No – what happens is that during a subsequent day of mediation (complete with a joint OHM and all that entails) a literal bell goes off in Don’s head and he smiles – presumably with an idea.

Suffice it to say this is not a notion for how to achieve world peace or the beginnings of a cure for cancer. Though perhaps it is the ad man’s equivalent of that – a brilliant idea for a …Coke Commercial?

Say what you want about all of us as a culture, or as artists, but there is no idea too pure or life event too personal that we are above cannibalizing if we can turn it to our benefit into great art or at least a great business idea – though hopefully both.

Which I couldn’t help thinking about when Mr. Weiner revealed Mad Men’s final song and image – Don Draper’s last great idea. Cue one of the most famous television ads ever seen – a multi-cultural group of young people of different colors and nationalities atop a mountaintop having HIS Kumbaya moment but singing a song espousing the benefits and joys of us humans one day existing in perfect harmony as we each drink…our Coca-Colas.

You tell 'em, Rita!

You tell ’em, Rita!

Anyone who is of a certain age remembers I’d Like To Buy The World A Coke.  If not click here.
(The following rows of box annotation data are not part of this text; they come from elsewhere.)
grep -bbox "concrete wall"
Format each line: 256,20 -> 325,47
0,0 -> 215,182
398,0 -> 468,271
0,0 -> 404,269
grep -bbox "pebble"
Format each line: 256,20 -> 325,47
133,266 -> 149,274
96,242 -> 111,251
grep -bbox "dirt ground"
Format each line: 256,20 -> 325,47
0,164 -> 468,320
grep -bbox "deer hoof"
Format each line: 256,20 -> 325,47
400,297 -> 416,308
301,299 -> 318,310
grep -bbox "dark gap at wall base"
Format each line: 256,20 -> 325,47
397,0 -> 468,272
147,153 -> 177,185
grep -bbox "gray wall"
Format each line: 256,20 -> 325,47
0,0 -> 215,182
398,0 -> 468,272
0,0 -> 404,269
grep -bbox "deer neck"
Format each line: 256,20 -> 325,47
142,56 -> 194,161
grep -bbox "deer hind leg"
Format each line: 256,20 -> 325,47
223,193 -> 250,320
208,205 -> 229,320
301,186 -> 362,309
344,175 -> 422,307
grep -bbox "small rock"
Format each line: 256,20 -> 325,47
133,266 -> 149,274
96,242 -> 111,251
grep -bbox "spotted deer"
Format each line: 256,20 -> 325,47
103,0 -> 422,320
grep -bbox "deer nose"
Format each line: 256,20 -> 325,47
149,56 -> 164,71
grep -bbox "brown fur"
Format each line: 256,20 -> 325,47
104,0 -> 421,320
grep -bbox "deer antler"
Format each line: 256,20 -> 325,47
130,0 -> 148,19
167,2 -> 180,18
First it was an ad jingle, then it was one of the first world videos, and then, and only then, was it re-recorded with new lyrics where it would become an…international hit record.

It was the beginning of another era – that of media cross-pollination, which would eventually give way to mass corporate ownership of the arts and vertical integration of all its divisions into a new world order.

Yes, we do have the Don Drapers of the world to thank for that.

But only THE Don Draper – and those who created him – to thank for seven seasons of appointment TV that, even in our current and vast media landscape, will sorely be missed.